Le seul désir de dévoiler la vérité, de la proclamer, pour la faire reconnaître et adopter pour le bonheur d’une société opprimée et souffrante, nous a mis la plume à la main ; nous protestons donc d’avance, contre toute interprétation malicieuse ; nous n’avons pas voulu nuire au caractère de personne, nous sommes, comme toujours, contre les principes vicieux, et non contre les individus que, néanmoins, les mauvais principes finissent toujours par vicier.

La tenure seigneuriale est une violation du droit naturel ; elle est dégradante et vexatoire, elle décourage l’agriculture, paralyse l’énergie de l’homme et le développement de toutes les industries.

Arrière, tenure infâme ! tu achèves ta carrière en ce pays, tu seras complètement chassée de l’Amérique : au Canada plus de Seigneurs, plus de vassaux, plus de vilains ; plus de corvées à faire, plus de lods et ventes, plus de droit de retrait, plus de cens et rentes, plus de redevances, plus de réserves injustes, plus de distinctions avilissantes, plus de droits de domination et d’oppression, plus de droit de banc double dans l’église, droit d’y trouver la sépulture pour soi et sa famille ; arrière vestiges de la féodalité !

Il faut abroger, pour toujours, cette loi tyrannique, ces restes hideux et dégoutants de la barbarie. Il y a assez longtemps que le peuple souffre l’injustice des lois seigneuriales, le devoir des mandataires du peuple, devoir impérieux ! doit être de se rendre à ses vœux, en faisant disparaître tous ces droits honteux, en détruisant la servitude féodale, en faisant des sujets libres et en préparant leur avenir de prospérité et de bonheur. Le temps d’une réparation complète est enfin venu. L’opinion publique, à laquelle les assemblées délibératives sont responsables, s’est déjà prononcée, et se prononcera encore d’une manière plus formidable, nous n’en doutons pas, encore plus généralement et plus énergiquement dans tout le pays, en faveur de l’abolition des droits féodaux et seigneuriaux.

Qui osera donc s’opposer à l’accomplissement de ce grand acte de justice !

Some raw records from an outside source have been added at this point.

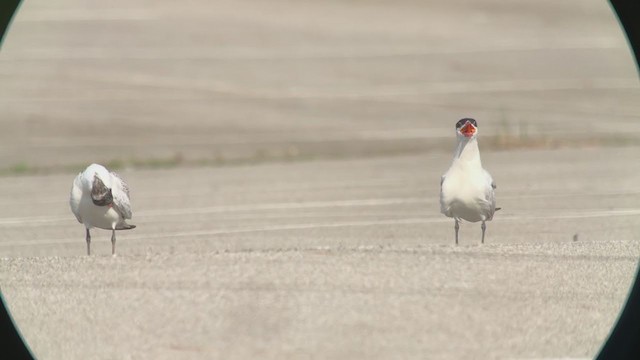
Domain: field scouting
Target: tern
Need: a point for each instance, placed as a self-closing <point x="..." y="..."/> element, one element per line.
<point x="467" y="191"/>
<point x="100" y="198"/>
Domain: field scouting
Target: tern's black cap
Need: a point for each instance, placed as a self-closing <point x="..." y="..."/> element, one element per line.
<point x="461" y="122"/>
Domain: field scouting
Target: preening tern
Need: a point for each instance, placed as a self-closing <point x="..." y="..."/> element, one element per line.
<point x="100" y="198"/>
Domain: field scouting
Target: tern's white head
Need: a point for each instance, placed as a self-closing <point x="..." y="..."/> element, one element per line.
<point x="97" y="180"/>
<point x="467" y="128"/>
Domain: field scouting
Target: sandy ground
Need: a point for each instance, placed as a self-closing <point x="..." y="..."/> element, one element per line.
<point x="284" y="160"/>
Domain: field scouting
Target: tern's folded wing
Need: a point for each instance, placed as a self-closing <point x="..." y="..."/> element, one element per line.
<point x="120" y="192"/>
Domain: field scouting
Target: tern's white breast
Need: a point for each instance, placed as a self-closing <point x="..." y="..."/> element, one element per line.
<point x="103" y="217"/>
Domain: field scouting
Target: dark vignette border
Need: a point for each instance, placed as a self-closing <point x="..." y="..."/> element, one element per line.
<point x="624" y="340"/>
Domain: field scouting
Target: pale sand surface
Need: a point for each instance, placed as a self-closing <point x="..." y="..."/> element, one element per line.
<point x="298" y="216"/>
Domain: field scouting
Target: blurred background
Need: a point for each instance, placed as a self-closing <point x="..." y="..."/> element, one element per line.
<point x="154" y="83"/>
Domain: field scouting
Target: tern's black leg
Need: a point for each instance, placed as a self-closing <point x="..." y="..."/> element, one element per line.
<point x="113" y="242"/>
<point x="457" y="227"/>
<point x="88" y="243"/>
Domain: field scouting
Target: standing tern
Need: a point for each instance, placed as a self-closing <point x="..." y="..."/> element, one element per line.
<point x="467" y="191"/>
<point x="100" y="198"/>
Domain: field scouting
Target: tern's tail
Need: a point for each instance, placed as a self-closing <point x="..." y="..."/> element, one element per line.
<point x="125" y="226"/>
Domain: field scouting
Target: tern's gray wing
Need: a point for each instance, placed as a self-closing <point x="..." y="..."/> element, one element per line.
<point x="76" y="195"/>
<point x="120" y="192"/>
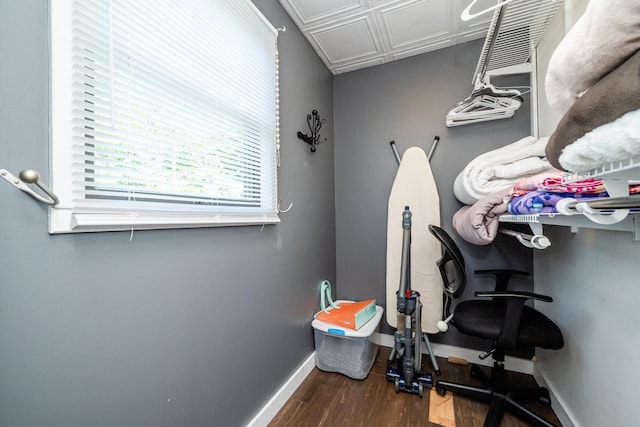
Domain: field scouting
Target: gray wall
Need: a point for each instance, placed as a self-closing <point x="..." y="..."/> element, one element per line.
<point x="406" y="101"/>
<point x="593" y="278"/>
<point x="179" y="327"/>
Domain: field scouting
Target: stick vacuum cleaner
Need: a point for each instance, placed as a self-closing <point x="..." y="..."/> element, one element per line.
<point x="407" y="339"/>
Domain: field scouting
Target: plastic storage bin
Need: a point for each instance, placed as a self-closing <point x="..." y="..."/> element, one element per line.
<point x="346" y="351"/>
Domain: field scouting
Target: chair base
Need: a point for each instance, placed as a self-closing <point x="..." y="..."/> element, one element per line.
<point x="499" y="398"/>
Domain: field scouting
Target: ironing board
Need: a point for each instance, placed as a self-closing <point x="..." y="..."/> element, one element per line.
<point x="414" y="186"/>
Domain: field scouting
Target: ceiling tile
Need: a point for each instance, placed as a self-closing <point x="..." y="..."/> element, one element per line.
<point x="352" y="34"/>
<point x="349" y="41"/>
<point x="409" y="23"/>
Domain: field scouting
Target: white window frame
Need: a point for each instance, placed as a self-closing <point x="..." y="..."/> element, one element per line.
<point x="66" y="217"/>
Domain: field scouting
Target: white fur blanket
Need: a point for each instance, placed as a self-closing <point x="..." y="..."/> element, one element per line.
<point x="500" y="168"/>
<point x="605" y="36"/>
<point x="618" y="140"/>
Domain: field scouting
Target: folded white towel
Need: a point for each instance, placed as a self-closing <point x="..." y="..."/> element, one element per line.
<point x="605" y="36"/>
<point x="500" y="168"/>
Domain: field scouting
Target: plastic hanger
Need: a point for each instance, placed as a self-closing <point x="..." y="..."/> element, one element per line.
<point x="482" y="108"/>
<point x="467" y="15"/>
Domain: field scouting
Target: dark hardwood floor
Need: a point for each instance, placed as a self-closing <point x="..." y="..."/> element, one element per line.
<point x="332" y="399"/>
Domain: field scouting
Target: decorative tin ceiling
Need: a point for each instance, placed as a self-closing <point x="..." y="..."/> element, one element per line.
<point x="352" y="34"/>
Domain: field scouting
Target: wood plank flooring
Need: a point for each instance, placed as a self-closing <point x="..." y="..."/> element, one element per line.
<point x="334" y="400"/>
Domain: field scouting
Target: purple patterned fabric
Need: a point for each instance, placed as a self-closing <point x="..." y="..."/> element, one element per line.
<point x="535" y="202"/>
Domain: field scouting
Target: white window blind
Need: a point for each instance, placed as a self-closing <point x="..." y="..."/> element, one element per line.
<point x="163" y="114"/>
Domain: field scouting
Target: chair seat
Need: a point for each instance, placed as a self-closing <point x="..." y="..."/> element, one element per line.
<point x="483" y="318"/>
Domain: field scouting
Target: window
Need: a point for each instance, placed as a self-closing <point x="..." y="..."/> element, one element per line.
<point x="163" y="114"/>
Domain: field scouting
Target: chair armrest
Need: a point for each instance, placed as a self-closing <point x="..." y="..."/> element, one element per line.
<point x="503" y="276"/>
<point x="514" y="294"/>
<point x="514" y="305"/>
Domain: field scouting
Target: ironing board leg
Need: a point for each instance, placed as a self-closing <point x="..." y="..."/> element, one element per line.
<point x="434" y="362"/>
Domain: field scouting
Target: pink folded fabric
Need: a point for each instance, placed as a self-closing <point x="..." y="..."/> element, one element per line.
<point x="478" y="223"/>
<point x="555" y="183"/>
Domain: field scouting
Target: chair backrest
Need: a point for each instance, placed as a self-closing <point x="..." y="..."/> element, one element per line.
<point x="451" y="265"/>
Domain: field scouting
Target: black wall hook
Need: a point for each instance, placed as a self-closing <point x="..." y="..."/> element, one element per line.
<point x="316" y="124"/>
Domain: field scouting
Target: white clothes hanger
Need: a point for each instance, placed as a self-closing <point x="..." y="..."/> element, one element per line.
<point x="466" y="15"/>
<point x="482" y="108"/>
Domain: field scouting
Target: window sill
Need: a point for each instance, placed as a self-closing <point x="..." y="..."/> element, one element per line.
<point x="63" y="220"/>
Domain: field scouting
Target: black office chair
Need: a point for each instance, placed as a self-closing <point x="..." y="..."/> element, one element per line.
<point x="504" y="319"/>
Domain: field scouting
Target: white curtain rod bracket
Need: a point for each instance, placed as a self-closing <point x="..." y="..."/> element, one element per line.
<point x="30" y="176"/>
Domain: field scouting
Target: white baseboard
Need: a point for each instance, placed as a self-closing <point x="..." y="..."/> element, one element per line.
<point x="566" y="419"/>
<point x="279" y="399"/>
<point x="443" y="350"/>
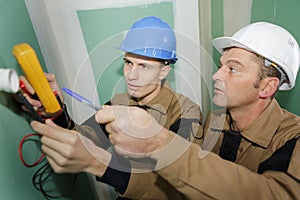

Déjà quelques alarmistes ont sonné le tocsin, et se sont écriés : abolir les droits seigneuriaux c’est perdre la nationalité, c’est attaquer les usages, les lois et la jurisprudence du pays ; c’est ouvrir la porte aux capitalistes qui achèteront les

terres des habitants et en feront des prolétaires. Le servage d’un peuple ne peut être sa nationalité ; et il est un fait incontestable, c’est que la plupart des Seigneurs ont été, et sont encore des spéculateurs de terres plus redoutables que ceux que l’on évoque, comme des fantômes, pour épouvanter. Le cultivateur, déchargé des lourdes charges seigneuriales, trouvant son avantage à garder et à cultiver sa terre à son profit, ne donnera pas de prise aux envahissements des riches. Voit-on aux États-Unis libres, où le sceptre de la féodalité n’existe pas, les propriétaires dans les campagnes devenir la proie des capitalistes, devenir des fermiers par la disparition de la répartition des terres ? Y voit-on le hideux spectacle de maisons, de fermes délabrées, de serfs courbés sous le joug du riche et le servage le plus avilissant ? Non ; il est loin d’en être ainsi. Les cultivateurs Canadiens, déchargés des droits seigneuriaux, pourront prétendre, en grande partie, à toute la prospérité et le bonheur, partages des cultivateurs Américains, et que leurs institutions républicaines leur procurent.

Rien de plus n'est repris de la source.